NOEL KING, HOST:
Like a lot of us, Tyree Boyd-Pates has changed up his work routine. He's the curator at the Autry Museum of the American West in Los Angeles. And normally, he's focused on the past. But right now, he's looking at the present.
TYREE BOYD-PATES: We are looking for home recipes, and we're looking for digital images of people's facemasks. We're also looking for photography.
KING: Boyd-Pates heads the Autry's Collecting Community History Initiative. They are creating a rendering of life in the American West during COVID-19.

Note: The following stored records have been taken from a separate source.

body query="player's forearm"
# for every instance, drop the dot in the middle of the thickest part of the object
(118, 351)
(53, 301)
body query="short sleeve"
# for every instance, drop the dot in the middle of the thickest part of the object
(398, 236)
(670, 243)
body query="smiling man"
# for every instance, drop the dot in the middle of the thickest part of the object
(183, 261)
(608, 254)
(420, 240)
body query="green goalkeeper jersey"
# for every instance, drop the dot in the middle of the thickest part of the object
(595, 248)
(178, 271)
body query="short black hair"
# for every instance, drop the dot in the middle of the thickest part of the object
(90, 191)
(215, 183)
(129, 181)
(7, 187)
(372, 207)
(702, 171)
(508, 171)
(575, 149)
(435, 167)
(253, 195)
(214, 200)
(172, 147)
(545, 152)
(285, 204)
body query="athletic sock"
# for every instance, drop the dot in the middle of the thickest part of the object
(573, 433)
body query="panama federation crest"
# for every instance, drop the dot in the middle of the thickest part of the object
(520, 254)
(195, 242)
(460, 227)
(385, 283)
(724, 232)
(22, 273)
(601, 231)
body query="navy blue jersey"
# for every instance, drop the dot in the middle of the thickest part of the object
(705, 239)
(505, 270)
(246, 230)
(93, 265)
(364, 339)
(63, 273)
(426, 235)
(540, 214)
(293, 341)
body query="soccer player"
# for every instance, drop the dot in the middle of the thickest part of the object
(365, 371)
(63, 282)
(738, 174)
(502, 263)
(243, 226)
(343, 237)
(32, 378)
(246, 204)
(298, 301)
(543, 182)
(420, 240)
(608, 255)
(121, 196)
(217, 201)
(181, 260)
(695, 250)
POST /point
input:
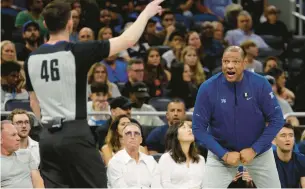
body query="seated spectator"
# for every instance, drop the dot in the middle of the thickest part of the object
(76, 19)
(156, 139)
(98, 74)
(30, 35)
(137, 51)
(273, 26)
(105, 33)
(280, 78)
(138, 95)
(181, 166)
(270, 62)
(18, 170)
(155, 76)
(244, 32)
(118, 106)
(217, 8)
(290, 165)
(135, 71)
(33, 13)
(21, 119)
(285, 107)
(8, 51)
(99, 96)
(189, 56)
(114, 142)
(86, 34)
(116, 69)
(181, 86)
(130, 168)
(10, 83)
(251, 51)
(176, 42)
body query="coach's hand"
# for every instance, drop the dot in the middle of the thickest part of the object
(247, 155)
(232, 158)
(153, 8)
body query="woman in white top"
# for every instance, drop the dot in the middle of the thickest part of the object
(181, 166)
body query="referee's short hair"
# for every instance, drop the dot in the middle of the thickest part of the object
(56, 15)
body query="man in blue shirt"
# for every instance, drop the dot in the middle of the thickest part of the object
(290, 165)
(230, 116)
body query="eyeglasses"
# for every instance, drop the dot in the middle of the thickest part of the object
(134, 133)
(20, 123)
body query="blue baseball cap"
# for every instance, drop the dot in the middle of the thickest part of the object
(30, 23)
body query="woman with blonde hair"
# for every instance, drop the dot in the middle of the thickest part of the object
(98, 73)
(190, 57)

BOYD-PATES: It's of the utmost importance to collect objects from the present because this moment won't be the same tomorrow.
STEVE INSKEEP, HOST:
The museum is closed. But during this time, they've been assembling a digital collage of quarantine.
BOYD-PATES: The anniversary of a couple who couldn't celebrate with their families so they took a portrait with their dog in their living room.
KING: And it's not just adults who are getting in on the action. Boyd-Pates got a diary entry from a 6-year-old who is sick of being stuck inside.
BOYD-PATES: The child had said that when they were documenting the moment that they didn't go anywhere because it ranned (ph) all day. So we played indoors.
KING: The Autry is releasing the digital project bit by bit on its blog for the moment, but a gallery exhibit is planned for when it's safe to reopen.
INSKEEP: Boyd-Pates says the project helps people come to grips with this moment we're living through.
BOYD-PATES: It also allows them to be their own curatorial voices for their own communities and seeing what archival materials should have always been in museum archives.